Very, very good. Except for really demanding jobs, which mail
and ftp archive is not, SCSI is a waste of money.
SCSI controllers
(RAID or otherwise) were always better than IDE - plus you get the
higher reliability, more flexible bus options etc.
Times change! Drives are far cheaper; >> reliability may still
exist in SCSI, but it's not been borne out in my experience.
If you've
got a 100Mbit ether, it's unlikely it will exceed
the disk or OS speed.
Not so convinced about that - remember that's bits, not bytes; ethernet
isn't *that* fast (relative to other things).
(I think you misread this -- without special preparation,
you'll never get > 25 - 50 Mbits/sec through it; that's 5
megabytes/sec peak.
But even this is a false measure; it's not realistic or
practical to size a system by the very tip of peak performance
requirements. More empirical tests are appropriate: how long does
it ACTUALLY take to explode mail? What portion of that is spent
on-disk? (My guess, from actually working with giant mailers, is
90% of the time is spent on the net tied up in TCP-open waits!)

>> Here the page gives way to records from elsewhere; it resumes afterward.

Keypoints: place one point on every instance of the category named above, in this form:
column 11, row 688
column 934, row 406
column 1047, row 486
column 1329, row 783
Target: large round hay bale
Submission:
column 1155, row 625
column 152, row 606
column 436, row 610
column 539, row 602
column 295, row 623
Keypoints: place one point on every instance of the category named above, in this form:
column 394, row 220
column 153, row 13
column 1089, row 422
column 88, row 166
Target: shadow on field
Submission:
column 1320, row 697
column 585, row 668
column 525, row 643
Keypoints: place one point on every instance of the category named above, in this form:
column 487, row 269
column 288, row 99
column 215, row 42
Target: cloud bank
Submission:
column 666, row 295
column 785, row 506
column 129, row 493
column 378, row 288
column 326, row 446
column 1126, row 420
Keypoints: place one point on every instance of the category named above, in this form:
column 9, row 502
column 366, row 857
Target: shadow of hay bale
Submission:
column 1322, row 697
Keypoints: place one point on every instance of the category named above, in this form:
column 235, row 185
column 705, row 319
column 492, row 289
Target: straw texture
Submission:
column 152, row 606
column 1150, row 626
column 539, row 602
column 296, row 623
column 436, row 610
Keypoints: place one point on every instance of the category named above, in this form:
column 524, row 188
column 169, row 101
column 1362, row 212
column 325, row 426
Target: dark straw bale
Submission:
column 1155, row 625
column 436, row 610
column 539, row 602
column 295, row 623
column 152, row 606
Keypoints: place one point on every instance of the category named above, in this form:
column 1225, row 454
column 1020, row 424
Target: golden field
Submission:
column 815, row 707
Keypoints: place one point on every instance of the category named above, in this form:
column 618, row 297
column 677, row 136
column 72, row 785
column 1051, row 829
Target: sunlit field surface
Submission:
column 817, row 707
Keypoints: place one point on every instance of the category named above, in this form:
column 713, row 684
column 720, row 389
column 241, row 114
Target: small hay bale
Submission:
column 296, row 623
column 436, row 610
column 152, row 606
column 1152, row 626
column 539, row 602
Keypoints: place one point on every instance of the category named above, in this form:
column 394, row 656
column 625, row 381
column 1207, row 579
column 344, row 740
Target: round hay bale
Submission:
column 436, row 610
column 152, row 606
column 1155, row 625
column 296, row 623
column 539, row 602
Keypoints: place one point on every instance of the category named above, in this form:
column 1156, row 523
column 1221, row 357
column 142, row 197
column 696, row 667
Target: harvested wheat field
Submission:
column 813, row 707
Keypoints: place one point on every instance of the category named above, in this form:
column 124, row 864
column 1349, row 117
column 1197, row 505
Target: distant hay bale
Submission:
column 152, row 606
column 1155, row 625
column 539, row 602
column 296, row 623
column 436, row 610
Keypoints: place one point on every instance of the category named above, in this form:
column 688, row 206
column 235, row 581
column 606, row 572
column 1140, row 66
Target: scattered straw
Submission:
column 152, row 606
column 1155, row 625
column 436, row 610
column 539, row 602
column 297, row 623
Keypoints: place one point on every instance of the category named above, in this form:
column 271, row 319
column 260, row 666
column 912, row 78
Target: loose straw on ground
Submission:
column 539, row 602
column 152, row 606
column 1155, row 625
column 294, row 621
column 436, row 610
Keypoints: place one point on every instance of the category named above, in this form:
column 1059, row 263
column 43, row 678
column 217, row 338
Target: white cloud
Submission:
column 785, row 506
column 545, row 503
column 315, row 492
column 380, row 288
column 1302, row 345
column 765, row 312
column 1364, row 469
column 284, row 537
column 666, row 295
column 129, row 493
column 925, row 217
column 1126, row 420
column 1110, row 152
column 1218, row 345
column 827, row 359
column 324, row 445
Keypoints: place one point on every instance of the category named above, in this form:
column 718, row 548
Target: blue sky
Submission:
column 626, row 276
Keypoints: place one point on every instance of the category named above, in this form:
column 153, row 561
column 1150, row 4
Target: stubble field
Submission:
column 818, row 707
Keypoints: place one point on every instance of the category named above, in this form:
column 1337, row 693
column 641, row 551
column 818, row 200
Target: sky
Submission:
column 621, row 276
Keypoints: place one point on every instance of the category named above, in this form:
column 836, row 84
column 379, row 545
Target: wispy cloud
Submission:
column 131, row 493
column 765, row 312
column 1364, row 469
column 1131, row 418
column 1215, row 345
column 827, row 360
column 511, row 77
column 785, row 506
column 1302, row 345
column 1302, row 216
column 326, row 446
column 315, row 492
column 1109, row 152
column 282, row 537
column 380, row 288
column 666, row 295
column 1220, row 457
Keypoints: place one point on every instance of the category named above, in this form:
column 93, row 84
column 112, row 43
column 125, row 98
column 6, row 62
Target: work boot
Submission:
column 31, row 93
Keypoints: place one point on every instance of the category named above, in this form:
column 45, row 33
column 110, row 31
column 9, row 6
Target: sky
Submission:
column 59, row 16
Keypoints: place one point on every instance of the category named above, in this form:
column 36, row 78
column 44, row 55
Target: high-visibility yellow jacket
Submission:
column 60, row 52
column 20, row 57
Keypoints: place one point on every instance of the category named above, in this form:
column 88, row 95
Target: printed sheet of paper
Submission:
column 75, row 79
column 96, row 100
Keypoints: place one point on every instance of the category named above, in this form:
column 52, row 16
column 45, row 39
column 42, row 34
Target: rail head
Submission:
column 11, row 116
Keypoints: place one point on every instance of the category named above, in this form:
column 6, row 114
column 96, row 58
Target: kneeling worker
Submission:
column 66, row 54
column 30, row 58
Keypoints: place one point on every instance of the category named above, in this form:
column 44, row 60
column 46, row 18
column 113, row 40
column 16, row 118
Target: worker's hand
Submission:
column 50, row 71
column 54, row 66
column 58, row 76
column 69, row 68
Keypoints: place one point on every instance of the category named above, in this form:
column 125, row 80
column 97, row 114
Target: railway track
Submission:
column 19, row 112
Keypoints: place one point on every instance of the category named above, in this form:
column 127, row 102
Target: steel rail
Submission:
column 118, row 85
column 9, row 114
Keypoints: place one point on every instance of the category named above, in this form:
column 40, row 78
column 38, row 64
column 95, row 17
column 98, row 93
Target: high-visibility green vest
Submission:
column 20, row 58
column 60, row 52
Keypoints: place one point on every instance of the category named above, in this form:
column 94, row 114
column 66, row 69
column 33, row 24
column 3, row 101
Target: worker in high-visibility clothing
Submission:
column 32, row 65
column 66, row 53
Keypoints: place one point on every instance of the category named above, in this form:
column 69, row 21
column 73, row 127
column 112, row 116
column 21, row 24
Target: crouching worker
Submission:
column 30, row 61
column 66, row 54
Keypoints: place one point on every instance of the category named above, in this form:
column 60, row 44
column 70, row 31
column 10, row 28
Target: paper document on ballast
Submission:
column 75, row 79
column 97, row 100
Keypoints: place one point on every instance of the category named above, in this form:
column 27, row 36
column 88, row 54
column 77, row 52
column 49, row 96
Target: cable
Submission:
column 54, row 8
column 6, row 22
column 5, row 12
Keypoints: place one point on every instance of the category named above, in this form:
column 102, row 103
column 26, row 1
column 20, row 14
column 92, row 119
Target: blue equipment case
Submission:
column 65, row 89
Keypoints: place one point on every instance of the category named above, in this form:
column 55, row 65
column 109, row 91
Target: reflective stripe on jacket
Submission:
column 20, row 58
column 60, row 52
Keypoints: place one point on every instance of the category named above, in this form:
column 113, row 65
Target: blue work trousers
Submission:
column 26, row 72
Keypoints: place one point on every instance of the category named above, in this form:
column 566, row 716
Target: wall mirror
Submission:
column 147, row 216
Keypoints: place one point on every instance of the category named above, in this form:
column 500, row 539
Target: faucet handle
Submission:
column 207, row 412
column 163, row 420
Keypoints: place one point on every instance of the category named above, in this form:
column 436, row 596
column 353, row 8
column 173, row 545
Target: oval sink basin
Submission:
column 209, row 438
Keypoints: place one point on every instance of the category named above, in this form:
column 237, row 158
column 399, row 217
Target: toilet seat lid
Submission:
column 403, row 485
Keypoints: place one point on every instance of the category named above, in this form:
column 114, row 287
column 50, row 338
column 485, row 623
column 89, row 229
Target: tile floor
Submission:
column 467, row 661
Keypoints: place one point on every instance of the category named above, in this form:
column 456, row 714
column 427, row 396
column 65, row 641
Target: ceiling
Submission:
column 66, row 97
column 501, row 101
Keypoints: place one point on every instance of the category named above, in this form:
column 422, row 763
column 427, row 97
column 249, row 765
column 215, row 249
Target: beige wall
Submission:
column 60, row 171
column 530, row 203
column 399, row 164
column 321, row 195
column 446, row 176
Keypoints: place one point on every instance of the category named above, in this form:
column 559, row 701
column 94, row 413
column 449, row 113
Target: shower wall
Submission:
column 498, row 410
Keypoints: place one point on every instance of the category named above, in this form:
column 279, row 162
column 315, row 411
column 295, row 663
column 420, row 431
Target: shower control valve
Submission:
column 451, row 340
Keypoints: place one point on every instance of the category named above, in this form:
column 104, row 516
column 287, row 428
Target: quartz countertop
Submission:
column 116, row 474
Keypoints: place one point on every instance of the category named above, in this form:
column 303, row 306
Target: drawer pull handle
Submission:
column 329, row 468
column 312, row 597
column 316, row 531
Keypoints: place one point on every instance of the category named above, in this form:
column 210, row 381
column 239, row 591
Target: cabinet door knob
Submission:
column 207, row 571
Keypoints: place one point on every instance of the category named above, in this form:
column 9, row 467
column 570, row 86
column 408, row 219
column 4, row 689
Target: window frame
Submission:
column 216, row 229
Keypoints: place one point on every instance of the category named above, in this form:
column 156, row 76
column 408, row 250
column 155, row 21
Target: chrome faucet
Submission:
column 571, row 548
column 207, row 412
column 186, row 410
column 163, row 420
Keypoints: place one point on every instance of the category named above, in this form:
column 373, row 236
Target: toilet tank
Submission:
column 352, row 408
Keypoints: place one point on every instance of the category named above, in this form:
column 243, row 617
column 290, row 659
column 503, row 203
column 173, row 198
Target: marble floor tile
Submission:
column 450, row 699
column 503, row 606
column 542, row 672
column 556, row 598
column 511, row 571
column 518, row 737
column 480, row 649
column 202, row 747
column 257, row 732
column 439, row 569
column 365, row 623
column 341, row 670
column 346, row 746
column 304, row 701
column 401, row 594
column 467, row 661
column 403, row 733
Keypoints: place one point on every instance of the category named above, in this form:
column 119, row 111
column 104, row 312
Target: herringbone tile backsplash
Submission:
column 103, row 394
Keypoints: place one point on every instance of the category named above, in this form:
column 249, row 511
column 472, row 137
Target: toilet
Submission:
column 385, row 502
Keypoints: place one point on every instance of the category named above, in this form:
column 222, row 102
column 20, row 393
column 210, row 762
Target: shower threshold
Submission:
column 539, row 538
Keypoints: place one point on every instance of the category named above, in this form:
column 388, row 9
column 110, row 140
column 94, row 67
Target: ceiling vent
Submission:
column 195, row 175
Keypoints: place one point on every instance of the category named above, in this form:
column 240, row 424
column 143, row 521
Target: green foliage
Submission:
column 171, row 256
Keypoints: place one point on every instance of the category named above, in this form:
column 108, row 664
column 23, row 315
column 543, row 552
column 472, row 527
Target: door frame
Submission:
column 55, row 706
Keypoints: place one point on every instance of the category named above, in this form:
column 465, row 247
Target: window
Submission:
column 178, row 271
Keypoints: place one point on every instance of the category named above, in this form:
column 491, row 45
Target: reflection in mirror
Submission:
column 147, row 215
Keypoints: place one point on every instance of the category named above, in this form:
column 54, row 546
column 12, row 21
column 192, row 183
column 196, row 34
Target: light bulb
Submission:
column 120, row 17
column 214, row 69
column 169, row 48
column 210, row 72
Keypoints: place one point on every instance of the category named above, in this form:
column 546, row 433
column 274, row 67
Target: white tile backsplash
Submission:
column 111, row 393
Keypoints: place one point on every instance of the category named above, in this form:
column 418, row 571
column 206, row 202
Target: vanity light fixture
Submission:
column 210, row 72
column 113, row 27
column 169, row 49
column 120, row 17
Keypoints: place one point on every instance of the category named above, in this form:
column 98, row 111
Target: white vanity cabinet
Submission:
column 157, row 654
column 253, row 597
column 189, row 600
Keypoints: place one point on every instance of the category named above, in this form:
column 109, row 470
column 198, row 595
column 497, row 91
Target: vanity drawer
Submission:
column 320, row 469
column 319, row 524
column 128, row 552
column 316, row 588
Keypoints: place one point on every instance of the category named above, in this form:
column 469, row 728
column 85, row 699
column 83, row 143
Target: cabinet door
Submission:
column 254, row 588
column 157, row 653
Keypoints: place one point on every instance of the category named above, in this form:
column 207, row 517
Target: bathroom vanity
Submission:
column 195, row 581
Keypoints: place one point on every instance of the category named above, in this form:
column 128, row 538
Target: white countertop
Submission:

As for mirroring to a seperate machine (if that's
what you were
intending) then disk performance should easily outstrip network
bandwidth
Even a fair EIDE system on a modern machine will keep 100megabit
ether 100% soaked 100% of the time if you're just copying
data over a wire. But rarely is that how files are moved,
and certainly not over the open internet!
(and could probably upset the underlying mail software
whilst
mirroring was taking place) -
I simply don't believe this. This is what OS's *do*. Or maybe
I misread this. Temp files disappear during backups all the
time, it's rarely a problem (occasional "file disappeared!" in
the log).
I'd go for a seperate ethernet link
between machines just for mirroring purposes in that case.
Utter waste of time. It could improve stopwatch times to complete
a mirror; but who cares unless the time is significant? This is
what computers *are for*, to do drudgery. If you've got the
ethernet on board, by all means, but otherwise it's a waste
without an actual need.
Unless you have a tightly-specified problem and constraints,
it's best to solve problems when the occur.